U.S. District Judge James Moody issued an injunction in 2021 that temporarily blocked the law. The state, represented by then-Attorney General Leslie Rutledge, asked the Eighth Circuit to throw out Moody’s injunction, but last August a three-judge panel of the appellate court unanimously declined to do so. The state sought a hearing from the full Eighth Circuit and was again rebuffed in November, although five of the court’s 11 judges dissented and would have granted the rehearing.
Since then, Moody has issued a final decision striking down the Arkansas law, all but guaranteeing the Eighth Circuit would be asked to weigh in again on the case.
The ACLU of Arkansas, which is representing the trans youth and their families in the lawsuit, said the state’s appeal was “predictable and severely misguided.”
“Politicians need to read and heed the judge’s order, be honest with the public about the safety of this life-saving care, and stop bullying young Arkansans and their families,” Holly Dickson, executive director of the Arkansas ACLU, said.

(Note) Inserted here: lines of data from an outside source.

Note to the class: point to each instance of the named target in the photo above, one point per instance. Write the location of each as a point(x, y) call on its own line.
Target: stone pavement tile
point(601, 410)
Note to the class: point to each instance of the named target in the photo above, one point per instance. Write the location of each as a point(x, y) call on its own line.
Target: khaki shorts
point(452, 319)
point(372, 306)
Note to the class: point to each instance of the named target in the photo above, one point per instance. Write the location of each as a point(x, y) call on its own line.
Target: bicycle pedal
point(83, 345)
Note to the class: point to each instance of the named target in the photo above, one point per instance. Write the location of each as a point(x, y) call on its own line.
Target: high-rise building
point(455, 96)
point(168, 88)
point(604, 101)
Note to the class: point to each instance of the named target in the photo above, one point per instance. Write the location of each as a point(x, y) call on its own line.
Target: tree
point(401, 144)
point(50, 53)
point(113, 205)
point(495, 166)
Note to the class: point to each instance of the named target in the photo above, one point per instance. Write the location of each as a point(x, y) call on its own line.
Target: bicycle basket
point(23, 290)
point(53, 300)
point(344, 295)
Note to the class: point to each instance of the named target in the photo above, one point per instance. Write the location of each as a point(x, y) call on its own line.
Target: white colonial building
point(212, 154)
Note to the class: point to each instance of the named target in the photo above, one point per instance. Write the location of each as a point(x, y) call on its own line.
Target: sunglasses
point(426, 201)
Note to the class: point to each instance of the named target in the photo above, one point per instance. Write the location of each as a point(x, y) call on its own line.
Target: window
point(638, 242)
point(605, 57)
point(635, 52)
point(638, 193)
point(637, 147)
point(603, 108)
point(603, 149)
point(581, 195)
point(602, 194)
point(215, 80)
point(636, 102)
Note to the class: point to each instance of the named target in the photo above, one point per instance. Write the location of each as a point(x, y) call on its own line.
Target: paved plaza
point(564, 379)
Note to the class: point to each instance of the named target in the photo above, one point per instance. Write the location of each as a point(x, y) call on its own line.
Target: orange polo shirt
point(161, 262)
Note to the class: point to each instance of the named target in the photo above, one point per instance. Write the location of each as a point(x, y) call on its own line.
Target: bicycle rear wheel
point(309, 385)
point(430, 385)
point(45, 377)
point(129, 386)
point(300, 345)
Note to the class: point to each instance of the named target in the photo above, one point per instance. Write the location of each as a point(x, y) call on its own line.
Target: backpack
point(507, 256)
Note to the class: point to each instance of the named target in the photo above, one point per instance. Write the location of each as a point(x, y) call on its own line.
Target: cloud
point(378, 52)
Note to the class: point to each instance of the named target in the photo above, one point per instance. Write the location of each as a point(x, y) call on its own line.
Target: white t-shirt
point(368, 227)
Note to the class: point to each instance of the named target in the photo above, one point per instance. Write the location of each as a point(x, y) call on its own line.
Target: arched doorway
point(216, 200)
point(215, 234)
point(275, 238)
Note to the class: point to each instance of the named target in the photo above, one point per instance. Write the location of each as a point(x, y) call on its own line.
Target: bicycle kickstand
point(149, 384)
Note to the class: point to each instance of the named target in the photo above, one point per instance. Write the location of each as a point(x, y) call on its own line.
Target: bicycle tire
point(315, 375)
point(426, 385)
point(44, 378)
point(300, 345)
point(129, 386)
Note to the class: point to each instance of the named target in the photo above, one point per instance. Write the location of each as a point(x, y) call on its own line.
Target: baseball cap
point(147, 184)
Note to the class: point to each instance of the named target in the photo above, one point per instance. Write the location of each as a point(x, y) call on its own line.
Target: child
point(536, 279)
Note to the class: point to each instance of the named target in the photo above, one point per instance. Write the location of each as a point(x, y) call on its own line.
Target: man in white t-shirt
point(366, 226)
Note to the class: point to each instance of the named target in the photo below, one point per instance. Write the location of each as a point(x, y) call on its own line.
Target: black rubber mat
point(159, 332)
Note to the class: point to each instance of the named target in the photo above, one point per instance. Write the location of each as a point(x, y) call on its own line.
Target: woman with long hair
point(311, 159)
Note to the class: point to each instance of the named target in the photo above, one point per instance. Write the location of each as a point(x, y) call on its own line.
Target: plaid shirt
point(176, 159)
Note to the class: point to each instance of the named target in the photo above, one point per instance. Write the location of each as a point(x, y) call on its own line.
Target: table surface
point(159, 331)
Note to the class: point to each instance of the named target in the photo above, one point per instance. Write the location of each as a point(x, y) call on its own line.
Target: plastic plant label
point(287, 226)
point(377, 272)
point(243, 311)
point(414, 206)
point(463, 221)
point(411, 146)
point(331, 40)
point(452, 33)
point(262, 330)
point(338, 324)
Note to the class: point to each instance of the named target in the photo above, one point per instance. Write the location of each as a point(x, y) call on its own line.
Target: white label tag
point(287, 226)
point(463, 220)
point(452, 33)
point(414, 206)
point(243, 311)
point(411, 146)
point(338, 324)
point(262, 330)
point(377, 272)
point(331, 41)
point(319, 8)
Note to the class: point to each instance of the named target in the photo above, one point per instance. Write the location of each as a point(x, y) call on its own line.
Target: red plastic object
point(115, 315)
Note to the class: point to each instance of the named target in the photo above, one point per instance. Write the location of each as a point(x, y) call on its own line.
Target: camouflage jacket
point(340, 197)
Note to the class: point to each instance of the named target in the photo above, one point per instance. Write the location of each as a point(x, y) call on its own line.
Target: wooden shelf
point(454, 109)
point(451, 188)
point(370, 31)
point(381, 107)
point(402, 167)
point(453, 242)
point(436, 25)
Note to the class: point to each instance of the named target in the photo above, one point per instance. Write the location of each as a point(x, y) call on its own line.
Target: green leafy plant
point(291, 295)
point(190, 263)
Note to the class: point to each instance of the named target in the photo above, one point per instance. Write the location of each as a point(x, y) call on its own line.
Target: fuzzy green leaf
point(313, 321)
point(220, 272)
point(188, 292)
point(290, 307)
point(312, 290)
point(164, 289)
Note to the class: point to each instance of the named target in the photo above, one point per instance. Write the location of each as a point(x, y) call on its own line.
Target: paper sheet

Since Arkansas passed the SAFE Act in 2021, a number of other red states have enacted similar bans on gender-affirming health care for minors. So far, most federal courts have not allowed those laws to go into effect, but that could be changing. Earlier this month, a divided three-judge panel of the Sixth Circuit temporarily allowed a Tennessee law to take hold while they considered a broader appeal of the case. Though the ruling is temporary, it indicated the appellate judges were skeptical of plaintiffs’ claims that Tennessee’s ban, which resembles the Arkansas law, was unconstitutional.